Me apasiona el mundo de las organizaciones, soy un friki del bullicio profesional, aunque sin llegar al extremo de tatuarme el nombre de ninguna empresa, el rostro de ningún gurú ni el logo de ninguna marca. Mi cuerpo queda al margen de mis aficiones. Y esa pasión se ha visto recompensada con creces porque he tenido el privilegio de poder asumir responsabilidades de cierto nivel, y siempre digo que lo único que realmente cambia cuando accedes a mayores cotas de responsabilidad es el tipo de conversación en el que participas y el tipo de decisiones que te permiten tomar. Todo lo demás es pose, economía y frivolidad social. Pero también es una oportunidad para codearse con profesionales de aúpa que pululan por las alturas jerárquicas, donde se abre un mundo al margen del mundo. Si bien la mayoría de las personas que uno encuentra por ahí son personas normales y corrientes, en no pocas ocasiones topas con gente que por mucho que te esfuerces no entiendes cómo llegaron hasta allí, de modo que el primer aprendizaje es de enorme humildad: llegar allí no significa nada.

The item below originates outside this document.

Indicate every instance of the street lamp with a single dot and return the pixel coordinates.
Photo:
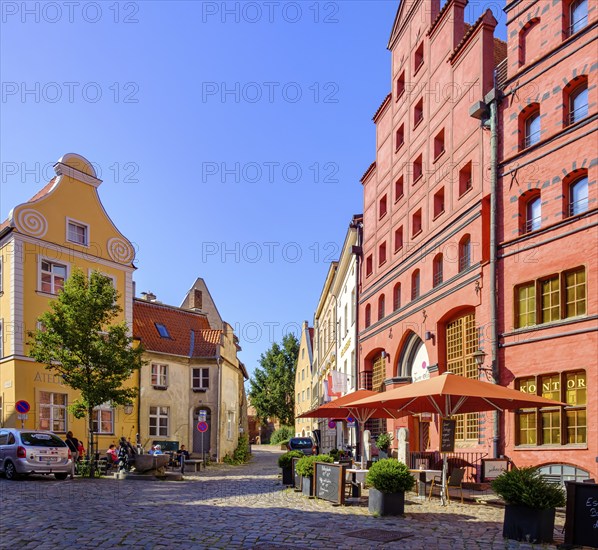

Diversas investigaciones demuestran que muchos de los test y las pruebas que actualmente se les pasa a los candidatos a puestos directivos en las empresas son técnicas utilizadas tradicionalmente en la detección de diferentes trastornos del comportamiento y de la personalidad, pruebas a las que son sometidos los aspirantes no para descartar cualquier anomalía sino para todo lo contario: seleccionarlos. La anomalía convertida en talento.

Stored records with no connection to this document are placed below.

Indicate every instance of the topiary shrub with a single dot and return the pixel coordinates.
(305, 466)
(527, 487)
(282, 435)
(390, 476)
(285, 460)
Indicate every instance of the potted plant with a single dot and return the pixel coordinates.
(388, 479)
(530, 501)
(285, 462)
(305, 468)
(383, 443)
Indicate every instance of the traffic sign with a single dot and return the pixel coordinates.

Tanto el “Manual diagnóstico y estadístico de los trastornos mentales” (Diagnostic and Statistical Manual of mental Disorders – DSM-), de la Asociación Estadounidense de Psiquiatría, como el CIE-10 (Clasificación Estadística Internacional de Enfermedades y problemas relacionados con la Salud), recomendado por la OMS (Organización Mundial de la Salud) describen el detalle de varios trastornos que los rigores del mercado parecen recomendar en posiciones de cierta envergadura. La conducta antisocial, el trastorno narcisista, el trastorno obsesivo-compulsivo, la psicopatía, etc. parecen desplegar comportamientos que el contexto de la competitividad los transforma no sólo en adecuados sino en deseables y determinantes para el éxito en los negocios. Se produce el mismo efecto que el criminal que sacia su vicio, y oculta su trastorno asesino, marchando a la guerra: cambiando el escenario cambia la percepción y valoración de la conducta desplegada. De asesino a héroe con solo cambiar localización y decorado. Lo mismo ocurre en las organizaciones, donde los comportamientos extremos son cada día más demandados por su excepcional capacidad para aguantar las condiciones más adversas y hostiles.

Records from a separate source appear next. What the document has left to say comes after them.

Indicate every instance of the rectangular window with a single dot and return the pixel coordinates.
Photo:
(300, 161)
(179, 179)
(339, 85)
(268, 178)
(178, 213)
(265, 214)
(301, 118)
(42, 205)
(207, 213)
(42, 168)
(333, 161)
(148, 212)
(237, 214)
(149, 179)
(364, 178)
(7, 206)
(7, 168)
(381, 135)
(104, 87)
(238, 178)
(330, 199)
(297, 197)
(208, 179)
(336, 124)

Por otro lado, la intensidad del trastorno del comportamiento o de la personalidad no debe superar un cierto límite, justo aquel en el que el comportamiento desplegado por el candidato se regula todavía en base al principio de la racionalidad y el control. Las organizaciones necesitan narcisistas, psicópatas y antisociales que sepan contener por sí mismas, sobre todo en público, sus propio desórdenes poniéndolos siempre en favor de los negocios.
He conocido unas cuantas personas así, y no descarto que yo pueda ser una de ellas. Esta realidad, cada vez más presente en el mundo empresarial a medida que la complejidad de los negocios aumenta, puede tener varias lecturas: la apocalíptica, que anuncia el asalto de todo tipo de demente a la cúpula de las empresas; la hipócrita, que llama talento a estos figuras; la solidaria, que aplaude la integración laboral de personas con riesgo de exclusión; la optimista, que no duda de que es una moda pasajera y que la mayor parte de la gente es normal; y la realista, que explica perfectamente la lógica de la relación entre la naturaleza de los negocios y los comportamientos requeridos para alcanzar los resultados.
El mundo de los negocios del siglo XXI, y aquí viene la versión friki, es decir, la mía, tiene vida propia, es un ser de dimensiones descomunales que hemos creado y que se alimenta de nosotros. El negocio no nos da de comer, sino que somos su alimento.